③リンクテキストは、リンク先が分かる文言にする

「こちらをクリック」など曖昧なものではなく、「お申し込みをする」など具体的な文言にする。

参考:マイクロコピーライティングとは

④情報を伝えている画像に代替テキストを提供する

バナーなどでは表記されている文字をalt属性にも記入する。写真ではそれがどのような写真かわかるように記入する。※ただしデコレーションの画像はこの限りではない。

例)alt="写真:人(左)犬(右)"

⑤文字色と背景色のコントラストを確保する

コントラスト比は4.5:1以上。例えば赤字は#FF0000にしてしまうと4.0:1になってしまうため、#EE0000(コントラスト比4.5:1)や#DE0000(コントラスト比5.1:1)が理想。

参考:カラー・コントラスト・アナライザー

⑥ユーザーがコンテンツを拡大表示できるようにする

ウィンドウのズームだけでなく、コンテンツごとに対応する。

⑦キーボードだけでも操作できるようにする

tabキー操作でフォーカスインジケータを確認しておく。

⑧フォーム・コントロールのラベルを提供する

labelは選択可能範囲が広がる。
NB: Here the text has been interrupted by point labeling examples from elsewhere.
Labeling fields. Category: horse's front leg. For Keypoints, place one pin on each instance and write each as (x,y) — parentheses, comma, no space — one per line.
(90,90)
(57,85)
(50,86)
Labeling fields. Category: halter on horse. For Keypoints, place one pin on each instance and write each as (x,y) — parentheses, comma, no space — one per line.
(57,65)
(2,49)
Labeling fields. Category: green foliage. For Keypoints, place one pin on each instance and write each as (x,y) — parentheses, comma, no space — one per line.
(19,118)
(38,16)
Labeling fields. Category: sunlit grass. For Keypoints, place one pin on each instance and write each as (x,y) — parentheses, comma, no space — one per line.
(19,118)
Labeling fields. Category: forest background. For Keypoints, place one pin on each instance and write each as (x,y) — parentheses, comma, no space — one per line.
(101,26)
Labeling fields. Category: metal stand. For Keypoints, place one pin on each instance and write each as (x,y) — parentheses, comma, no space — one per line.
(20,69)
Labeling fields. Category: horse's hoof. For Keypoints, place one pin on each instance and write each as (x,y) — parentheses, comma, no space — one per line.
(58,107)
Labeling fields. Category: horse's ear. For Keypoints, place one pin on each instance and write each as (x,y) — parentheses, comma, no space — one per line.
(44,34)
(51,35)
(ないときはtitle属性で。)

⑨データテーブルの構造をマークアップする

テーブル専用のコード(th)を使ってマークアップする。

⑩エラーメッセージではエラー個所を明示する

エラーメッセージには「エラーの該当個所」「エラーの内容」「修正方法」を必ず明記する。

まとめ

アクセシビリティはユニバーサルデザインの一貫で、何も特別なことではありません。WebマーケティングやブランディングがWebサイトを上へ上へ引っ張っていく観点だとしたら、アクセシビリティはいつもWebサイト制作の土台にあるべきもの、というような印象を受けました。特に若者や健常者から見たら一見目立たない分野のようにも思いますが、誰もが平等に情報にアクセスできるような環境を作る側として、常に頭に置いておかなければならない項目です。
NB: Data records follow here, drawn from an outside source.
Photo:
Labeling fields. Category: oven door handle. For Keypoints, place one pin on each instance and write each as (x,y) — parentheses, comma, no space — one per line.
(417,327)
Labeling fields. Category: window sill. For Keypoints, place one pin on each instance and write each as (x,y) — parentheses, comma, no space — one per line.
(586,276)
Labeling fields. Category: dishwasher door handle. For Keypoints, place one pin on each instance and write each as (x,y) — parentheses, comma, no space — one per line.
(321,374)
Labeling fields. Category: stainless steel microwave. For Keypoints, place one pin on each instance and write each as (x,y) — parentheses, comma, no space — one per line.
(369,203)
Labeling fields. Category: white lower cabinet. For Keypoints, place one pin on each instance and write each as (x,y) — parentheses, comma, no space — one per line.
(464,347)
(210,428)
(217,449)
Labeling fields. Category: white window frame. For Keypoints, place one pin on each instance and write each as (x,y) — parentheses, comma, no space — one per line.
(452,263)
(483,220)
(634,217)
一方で、いくら表面上の機能性やクオリティが高いWebサイトでも、ある条件の人から見たら、それは何の経験も得られないページになってしまうかもしれない危険性もあるのだと痛感しました。Webサイトを作る上で本当に重視すべきは、制作者やクライアントの意見ではなく、それを実際に使うユーザーです。アクセシビリティというと、自分一人の視点ではなかなか感覚が得られない故に少々壁を感じてしまいがちですが、そこをしっかりと突き詰めていくことが本当に良いWebサイトに繋がるのだと思います。